Reference-to-video | Qwen Cloud

Character portrayal: Replicate a character's appearance from a reference image or video. If the reference is a video, the model can also replicate voice timbre.
Multi-character interaction: Compose scenes with up to five characters for natural dialogue and interaction.
Multi-shot narrative: Maintain character consistency across shots with intelligent multi-shot scheduling.
Voice cloning (wan2.7): Provide a reference_voice audio file to set the voice timbre independently from reference videos.
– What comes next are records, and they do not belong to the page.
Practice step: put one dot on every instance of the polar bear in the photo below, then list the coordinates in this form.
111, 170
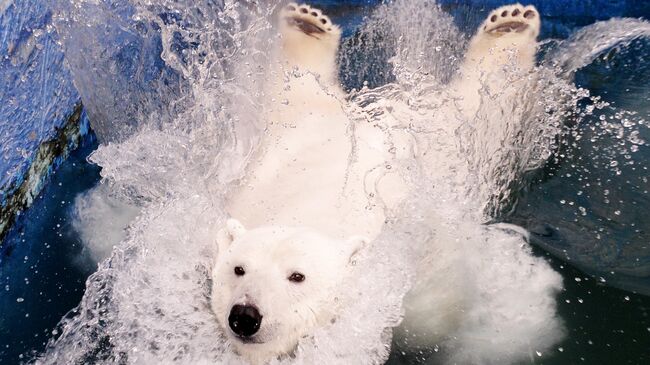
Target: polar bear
275, 284
334, 177
318, 168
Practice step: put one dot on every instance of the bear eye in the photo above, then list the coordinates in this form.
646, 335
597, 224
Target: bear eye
297, 277
239, 271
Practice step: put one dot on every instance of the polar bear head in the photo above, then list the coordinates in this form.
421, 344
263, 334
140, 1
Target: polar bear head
272, 285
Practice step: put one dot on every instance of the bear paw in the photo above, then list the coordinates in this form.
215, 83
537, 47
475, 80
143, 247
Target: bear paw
512, 19
308, 20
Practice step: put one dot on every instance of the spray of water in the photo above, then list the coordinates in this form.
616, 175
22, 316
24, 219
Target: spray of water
180, 133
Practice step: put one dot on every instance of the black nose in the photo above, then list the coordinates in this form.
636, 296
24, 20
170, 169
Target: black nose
244, 320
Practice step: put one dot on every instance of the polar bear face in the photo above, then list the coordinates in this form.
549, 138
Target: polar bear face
272, 285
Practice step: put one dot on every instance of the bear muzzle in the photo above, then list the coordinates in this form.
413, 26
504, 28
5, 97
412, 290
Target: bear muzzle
244, 320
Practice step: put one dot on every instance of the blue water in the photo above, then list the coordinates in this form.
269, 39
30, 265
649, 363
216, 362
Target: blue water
42, 275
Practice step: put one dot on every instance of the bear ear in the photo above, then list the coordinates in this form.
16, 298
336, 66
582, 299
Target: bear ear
229, 233
354, 245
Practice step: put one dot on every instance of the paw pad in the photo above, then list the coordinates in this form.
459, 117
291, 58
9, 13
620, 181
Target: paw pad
511, 19
308, 20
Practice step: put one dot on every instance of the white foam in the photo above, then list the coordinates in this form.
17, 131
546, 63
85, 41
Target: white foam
149, 301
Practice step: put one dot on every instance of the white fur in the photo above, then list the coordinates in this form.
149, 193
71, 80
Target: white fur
289, 310
316, 168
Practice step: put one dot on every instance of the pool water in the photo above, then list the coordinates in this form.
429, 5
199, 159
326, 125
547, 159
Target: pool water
43, 273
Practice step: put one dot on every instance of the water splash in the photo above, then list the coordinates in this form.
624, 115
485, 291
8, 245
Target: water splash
186, 141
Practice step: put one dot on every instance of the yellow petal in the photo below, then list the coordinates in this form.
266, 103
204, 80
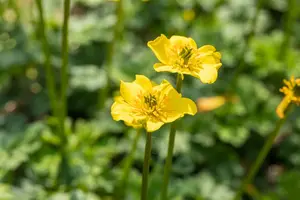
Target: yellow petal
143, 81
281, 108
181, 42
207, 48
130, 91
208, 75
159, 67
152, 125
176, 106
159, 46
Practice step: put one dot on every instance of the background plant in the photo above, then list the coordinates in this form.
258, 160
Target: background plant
213, 150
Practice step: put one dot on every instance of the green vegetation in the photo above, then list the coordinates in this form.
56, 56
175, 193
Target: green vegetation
59, 72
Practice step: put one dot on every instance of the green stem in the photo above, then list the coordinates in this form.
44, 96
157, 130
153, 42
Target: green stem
121, 189
64, 66
147, 157
289, 20
103, 92
48, 67
248, 37
168, 164
261, 157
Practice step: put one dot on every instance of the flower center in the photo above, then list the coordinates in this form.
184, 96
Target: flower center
150, 100
185, 54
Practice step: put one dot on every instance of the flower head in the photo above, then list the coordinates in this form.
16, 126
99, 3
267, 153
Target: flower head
180, 55
292, 95
145, 104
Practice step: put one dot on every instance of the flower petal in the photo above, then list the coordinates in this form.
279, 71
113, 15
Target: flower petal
175, 106
181, 42
207, 48
152, 125
158, 46
208, 74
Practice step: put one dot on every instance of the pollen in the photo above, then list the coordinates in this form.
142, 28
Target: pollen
292, 95
150, 101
Quick links: API reference: wan2.7, wan2.6 | Prompt guide

Supported models

Model	Features	Input	Output
wan2.7-r2v `Recommended`	Audio sync, multi-character, voice cloning, first-frame control, `media` array input	Text, image, video, audio	720P or 1080P, 2-15s, 30 fps, MP4 (H.264)
wan2.6-r2v-flash	Video with or without audio, single or multi-character, multi-shot narrative, audio-video sync. Fast and cost-effective.	Text, image, video	720P or 1080P, 2-10s, 30 fps, MP4 (H.264)
wan2.6-r2v	Video with audio, multi-role reference-to-video, multi-shot narrative, audio-video sync	Text, image, video	720P or 1080P, 2-10s, 30 fps, MP4 (H.264)

Prerequisites

Get a DashScope API key from the Qwen Cloud. Set it as an environment variable:

export DASHSCOPE_API_KEY="YOUR_API_KEY"

How it works

Reference-to-video tasks run asynchronously:

Submit a task

POST your model, prompt, reference URLs, and parameters. The API returns a task_id.

Poll for results

GET the task status using the task_id. When the status is SUCCEEDED, the response includes a URL to the generated video.

Task status	Description
`PENDING`	Task is queued
`RUNNING`	Video is being generated
`SUCCEEDED`	Generation complete; video URL available in `output.video_url`
`FAILED`	Generation failed; check `message` for details

The output video URL expires after 24 hours. Download or transfer it before expiration.

Getting started

Submit a reference-to-video task and poll for the result.

curl (wan2.7)
curl (wan2.6)

Wan 2.7 uses the media array to provide references. Use Video N or Image N in the prompt to reference characters (numbered separately by type).Step 1: Submit the task

curl --location 'https://dashscope-intl.aliyuncs.com/api/v1/services/aigc/video-generation/video-synthesis' \
  -H 'X-DashScope-Async: enable' \
  -H "Authorization: Bearer $DASHSCOPE_API_KEY" \
  -H 'Content-Type: application/json' \
  -d '{
  "model": "wan2.7-r2v",
  "input": {
    "prompt": "Video 2 holds Image 3 and plays a soothing American country ballad in a coffee shop, while Video 1 smiles, watches Video 2, and slowly walks towards him",
    "media": [
      {"type": "reference_video", "url": "https://help-static-aliyun-doc.aliyuncs.com/file-manage-files/zh-CN/20260129/hfugmr/wan-r2v-role1.mp4"},
      {"type": "reference_video", "url": "https://help-static-aliyun-doc.aliyuncs.com/file-manage-files/zh-CN/20260129/qigswt/wan-r2v-role2.mp4"},
      {"type": "reference_image", "url": "https://help-static-aliyun-doc.aliyuncs.com/file-manage-files/zh-CN/20260129/qpzxps/wan-r2v-object4.png"}
    ]
  },
  "parameters": {
    "resolution": "720P",
    "duration": 10,
    "prompt_extend": false,
    "watermark": true
  }
}'

Step 2: Get the result using the task IDReplace {task_id} with the task_id value returned by the previous API call.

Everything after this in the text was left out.